The 59th Sydney Film Festival has announced its first round of films.

Festival director Nashen Moodley told Encore: “I think what we’ve presented so far is a good view of world cinema and brought together some of the best films from the best film festivals around the world.”

Twenty-two Australian premieres, 15 features and 10 documentaries are included in the 25 titles announced.

The program so far includes Benh Zeitlin’s Beasts of the Southern Wild, which won the grand jury prize at Sundance, the Woody Harrelson-starring Rampart directed by Oren Moverman and zombie film Harold’s Going Stiff by Keith Wright.

Also featuring is Woody Allen: A Documentary by Robert B Weide, New Zealand’s Maori Boy Genius and Side By Side, a documentary with Keanu Reeves as interviewer/narrator/co-producer about the change of cinema from celluloid to pixels.

Moodley, in his first year as director, said of the selection, said: “I think the festival has had an extraordinary level of programming so for me its not a huge shift in the philosophy and in the way of geographical diversity, new film-makers, masters of film-making but of course every director has their own taste.”

The 25 titles make up only about one-sixth of the full program, Moodley said, with two thirds of the program secured.

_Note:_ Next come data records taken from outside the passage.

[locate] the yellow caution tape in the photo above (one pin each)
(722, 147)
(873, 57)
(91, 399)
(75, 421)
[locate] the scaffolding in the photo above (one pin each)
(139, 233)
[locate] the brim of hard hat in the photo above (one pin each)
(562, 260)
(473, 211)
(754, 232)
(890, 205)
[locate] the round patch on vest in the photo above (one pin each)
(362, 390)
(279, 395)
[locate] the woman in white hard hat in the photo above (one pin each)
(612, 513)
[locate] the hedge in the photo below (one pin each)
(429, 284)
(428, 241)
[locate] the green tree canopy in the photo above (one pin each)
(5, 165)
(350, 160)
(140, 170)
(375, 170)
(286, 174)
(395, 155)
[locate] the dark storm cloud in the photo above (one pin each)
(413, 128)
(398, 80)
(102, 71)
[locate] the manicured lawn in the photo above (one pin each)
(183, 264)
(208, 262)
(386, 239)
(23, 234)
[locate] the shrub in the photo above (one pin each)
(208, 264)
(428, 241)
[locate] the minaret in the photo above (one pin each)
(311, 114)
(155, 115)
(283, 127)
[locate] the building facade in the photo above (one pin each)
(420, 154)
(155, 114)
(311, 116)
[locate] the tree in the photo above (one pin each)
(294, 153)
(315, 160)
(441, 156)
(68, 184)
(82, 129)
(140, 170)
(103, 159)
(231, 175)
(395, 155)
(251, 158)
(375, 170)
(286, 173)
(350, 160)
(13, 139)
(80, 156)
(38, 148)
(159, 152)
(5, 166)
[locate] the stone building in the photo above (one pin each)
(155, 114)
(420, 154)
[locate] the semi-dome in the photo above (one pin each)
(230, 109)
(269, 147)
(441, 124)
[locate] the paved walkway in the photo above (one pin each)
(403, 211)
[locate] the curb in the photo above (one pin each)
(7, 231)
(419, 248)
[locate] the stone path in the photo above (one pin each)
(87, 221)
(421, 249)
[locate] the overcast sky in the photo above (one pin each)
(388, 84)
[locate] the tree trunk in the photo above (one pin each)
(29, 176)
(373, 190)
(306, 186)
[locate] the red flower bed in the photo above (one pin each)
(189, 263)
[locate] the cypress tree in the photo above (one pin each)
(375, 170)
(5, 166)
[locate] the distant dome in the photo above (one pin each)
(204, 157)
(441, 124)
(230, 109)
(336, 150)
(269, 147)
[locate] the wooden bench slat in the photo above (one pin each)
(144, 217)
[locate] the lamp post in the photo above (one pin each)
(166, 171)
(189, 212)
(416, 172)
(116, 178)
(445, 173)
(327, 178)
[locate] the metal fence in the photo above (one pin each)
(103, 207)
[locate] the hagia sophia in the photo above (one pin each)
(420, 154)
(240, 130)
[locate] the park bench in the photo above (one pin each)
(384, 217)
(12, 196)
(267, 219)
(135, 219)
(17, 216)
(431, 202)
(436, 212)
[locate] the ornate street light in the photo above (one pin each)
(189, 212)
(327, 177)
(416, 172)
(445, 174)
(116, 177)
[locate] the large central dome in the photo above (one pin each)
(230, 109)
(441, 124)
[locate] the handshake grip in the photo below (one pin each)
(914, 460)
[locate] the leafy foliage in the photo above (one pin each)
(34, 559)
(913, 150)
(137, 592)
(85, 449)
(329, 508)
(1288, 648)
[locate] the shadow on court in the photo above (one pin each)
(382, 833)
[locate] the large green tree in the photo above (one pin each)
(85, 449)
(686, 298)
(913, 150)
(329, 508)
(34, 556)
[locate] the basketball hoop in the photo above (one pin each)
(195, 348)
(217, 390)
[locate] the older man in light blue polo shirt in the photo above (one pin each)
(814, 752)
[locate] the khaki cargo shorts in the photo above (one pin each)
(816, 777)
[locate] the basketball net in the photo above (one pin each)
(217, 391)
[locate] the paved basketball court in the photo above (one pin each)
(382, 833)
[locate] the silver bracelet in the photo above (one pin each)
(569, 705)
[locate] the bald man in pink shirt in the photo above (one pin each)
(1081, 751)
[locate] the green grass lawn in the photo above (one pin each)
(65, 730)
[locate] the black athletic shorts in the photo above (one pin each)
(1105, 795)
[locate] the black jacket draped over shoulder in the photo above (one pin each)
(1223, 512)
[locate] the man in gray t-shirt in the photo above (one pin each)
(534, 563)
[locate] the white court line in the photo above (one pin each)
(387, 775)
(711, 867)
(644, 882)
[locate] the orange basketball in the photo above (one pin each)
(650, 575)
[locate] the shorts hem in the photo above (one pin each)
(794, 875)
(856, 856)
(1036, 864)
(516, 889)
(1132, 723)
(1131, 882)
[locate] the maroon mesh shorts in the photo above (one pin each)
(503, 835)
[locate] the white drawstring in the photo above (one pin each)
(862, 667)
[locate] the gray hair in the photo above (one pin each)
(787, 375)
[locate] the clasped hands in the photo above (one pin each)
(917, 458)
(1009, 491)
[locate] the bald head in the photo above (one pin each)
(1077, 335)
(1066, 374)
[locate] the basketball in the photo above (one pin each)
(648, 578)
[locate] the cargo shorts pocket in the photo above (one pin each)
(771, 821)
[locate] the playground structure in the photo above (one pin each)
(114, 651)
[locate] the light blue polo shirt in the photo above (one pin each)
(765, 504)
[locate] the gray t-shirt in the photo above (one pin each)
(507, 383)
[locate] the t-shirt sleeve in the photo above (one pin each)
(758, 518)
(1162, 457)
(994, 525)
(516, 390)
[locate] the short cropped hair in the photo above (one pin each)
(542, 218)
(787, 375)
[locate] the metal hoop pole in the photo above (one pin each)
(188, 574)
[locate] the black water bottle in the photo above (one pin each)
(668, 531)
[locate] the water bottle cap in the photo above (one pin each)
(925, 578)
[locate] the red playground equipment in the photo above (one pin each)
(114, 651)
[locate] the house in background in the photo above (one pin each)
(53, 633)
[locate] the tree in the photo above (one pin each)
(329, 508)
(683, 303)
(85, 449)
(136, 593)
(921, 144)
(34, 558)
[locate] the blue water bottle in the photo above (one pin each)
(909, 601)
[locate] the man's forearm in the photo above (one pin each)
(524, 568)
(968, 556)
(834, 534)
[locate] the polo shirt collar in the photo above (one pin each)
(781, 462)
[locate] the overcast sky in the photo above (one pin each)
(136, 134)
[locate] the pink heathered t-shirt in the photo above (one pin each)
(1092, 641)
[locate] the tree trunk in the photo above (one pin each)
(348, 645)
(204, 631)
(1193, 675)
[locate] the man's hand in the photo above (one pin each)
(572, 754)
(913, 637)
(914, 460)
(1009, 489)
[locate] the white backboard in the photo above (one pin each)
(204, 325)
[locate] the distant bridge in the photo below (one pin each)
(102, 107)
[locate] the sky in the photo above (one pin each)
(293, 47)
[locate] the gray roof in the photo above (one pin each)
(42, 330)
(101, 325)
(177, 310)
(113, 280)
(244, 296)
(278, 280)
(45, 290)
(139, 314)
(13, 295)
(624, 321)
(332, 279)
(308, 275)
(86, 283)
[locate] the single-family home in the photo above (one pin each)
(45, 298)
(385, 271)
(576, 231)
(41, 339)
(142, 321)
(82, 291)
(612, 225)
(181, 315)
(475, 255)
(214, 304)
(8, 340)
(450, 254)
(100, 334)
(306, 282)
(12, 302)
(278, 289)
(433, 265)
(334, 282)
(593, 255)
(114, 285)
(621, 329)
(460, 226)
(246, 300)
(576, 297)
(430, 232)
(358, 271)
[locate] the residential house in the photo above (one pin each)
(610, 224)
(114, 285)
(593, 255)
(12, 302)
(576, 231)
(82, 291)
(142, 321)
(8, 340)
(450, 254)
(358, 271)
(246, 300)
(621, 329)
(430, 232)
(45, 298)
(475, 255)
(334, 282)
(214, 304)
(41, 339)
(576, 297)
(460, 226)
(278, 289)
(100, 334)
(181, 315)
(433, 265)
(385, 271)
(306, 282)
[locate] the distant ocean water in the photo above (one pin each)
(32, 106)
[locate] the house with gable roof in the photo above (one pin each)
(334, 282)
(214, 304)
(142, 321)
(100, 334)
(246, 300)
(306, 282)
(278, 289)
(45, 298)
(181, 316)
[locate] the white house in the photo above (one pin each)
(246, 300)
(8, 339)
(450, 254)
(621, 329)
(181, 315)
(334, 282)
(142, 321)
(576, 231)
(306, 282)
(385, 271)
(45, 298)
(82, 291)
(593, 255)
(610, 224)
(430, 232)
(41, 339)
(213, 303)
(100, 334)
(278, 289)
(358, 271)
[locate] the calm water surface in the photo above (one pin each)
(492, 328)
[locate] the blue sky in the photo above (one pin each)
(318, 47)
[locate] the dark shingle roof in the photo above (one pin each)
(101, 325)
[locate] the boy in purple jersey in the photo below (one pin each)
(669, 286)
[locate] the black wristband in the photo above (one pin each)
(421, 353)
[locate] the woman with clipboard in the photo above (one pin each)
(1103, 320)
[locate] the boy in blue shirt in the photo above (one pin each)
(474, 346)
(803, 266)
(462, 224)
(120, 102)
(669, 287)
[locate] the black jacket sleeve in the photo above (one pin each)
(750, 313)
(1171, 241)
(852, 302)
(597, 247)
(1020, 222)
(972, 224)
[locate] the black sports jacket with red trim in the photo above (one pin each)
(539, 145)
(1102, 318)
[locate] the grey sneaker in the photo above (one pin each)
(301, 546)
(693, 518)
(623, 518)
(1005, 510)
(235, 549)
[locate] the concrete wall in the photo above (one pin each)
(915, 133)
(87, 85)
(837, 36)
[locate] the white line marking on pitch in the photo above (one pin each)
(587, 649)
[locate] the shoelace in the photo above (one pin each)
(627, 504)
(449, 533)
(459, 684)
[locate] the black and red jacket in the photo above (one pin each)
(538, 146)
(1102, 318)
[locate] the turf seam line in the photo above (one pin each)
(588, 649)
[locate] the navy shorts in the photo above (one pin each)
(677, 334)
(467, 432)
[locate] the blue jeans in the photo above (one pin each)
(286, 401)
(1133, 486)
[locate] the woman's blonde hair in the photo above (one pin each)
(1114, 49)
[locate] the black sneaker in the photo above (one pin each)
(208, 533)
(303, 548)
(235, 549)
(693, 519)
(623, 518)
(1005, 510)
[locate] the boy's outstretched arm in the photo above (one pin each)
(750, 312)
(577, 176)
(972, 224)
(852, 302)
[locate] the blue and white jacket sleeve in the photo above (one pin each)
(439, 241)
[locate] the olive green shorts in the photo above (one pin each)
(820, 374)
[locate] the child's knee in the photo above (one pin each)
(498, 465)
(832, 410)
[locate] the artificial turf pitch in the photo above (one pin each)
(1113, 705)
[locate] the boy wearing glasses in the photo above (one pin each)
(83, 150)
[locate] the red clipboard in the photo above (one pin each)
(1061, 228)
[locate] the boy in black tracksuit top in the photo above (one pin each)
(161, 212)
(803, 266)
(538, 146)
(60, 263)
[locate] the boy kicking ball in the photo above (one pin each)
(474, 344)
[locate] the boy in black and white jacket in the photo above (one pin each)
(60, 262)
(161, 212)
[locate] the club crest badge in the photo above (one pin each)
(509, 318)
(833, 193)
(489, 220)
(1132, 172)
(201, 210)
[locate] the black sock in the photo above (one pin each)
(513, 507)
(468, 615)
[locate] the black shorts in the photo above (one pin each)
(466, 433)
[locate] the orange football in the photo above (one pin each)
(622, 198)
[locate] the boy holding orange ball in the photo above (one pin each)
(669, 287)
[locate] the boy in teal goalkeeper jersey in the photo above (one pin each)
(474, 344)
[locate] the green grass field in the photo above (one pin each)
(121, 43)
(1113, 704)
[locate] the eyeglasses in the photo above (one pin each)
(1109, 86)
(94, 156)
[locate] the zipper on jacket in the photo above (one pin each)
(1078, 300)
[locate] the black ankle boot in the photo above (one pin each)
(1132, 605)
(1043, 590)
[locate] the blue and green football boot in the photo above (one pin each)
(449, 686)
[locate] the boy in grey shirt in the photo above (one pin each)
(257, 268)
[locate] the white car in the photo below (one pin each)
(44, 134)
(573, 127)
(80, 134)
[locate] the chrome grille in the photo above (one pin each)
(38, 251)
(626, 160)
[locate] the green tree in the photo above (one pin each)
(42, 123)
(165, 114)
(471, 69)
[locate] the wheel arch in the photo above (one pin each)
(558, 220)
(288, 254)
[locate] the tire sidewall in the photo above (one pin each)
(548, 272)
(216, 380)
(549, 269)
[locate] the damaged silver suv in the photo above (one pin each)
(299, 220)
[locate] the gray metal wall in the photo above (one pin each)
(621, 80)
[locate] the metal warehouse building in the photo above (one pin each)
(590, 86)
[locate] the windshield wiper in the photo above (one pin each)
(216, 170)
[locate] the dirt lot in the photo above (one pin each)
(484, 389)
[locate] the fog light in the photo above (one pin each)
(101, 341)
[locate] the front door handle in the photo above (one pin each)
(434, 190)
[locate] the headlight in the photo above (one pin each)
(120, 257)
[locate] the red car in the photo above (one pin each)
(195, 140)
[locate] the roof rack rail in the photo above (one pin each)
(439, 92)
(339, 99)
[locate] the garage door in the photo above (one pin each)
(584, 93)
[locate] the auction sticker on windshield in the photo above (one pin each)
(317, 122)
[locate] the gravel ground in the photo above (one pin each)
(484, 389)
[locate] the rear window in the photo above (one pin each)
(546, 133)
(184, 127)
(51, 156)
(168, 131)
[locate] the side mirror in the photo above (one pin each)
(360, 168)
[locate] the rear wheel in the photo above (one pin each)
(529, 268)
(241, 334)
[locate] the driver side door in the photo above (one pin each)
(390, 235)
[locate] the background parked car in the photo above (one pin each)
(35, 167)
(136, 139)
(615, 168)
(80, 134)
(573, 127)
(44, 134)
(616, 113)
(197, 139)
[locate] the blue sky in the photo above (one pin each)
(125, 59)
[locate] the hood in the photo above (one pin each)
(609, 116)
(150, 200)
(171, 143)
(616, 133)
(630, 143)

As yet there are no Australian titles announced but from the films Moodley had screened, he said: “We’ve seen lot of films already for selection and I’m impressed by the quality. I think it’s a good year from what I’ve’s seen and the horizon.”

The festival well again feature the Foxtel Australian Documentary Prize and the Dendy Awards for short films as well as the Official Competition prize of $60,000.

From the selection, Moodley said he was most excited by films Tabu, Beasts of the Southern Wild and Neighbouring Sounds. “These are films that will shock the audiences, I seldom have the opportunity but I look forward to watching some of them from the back of the hall.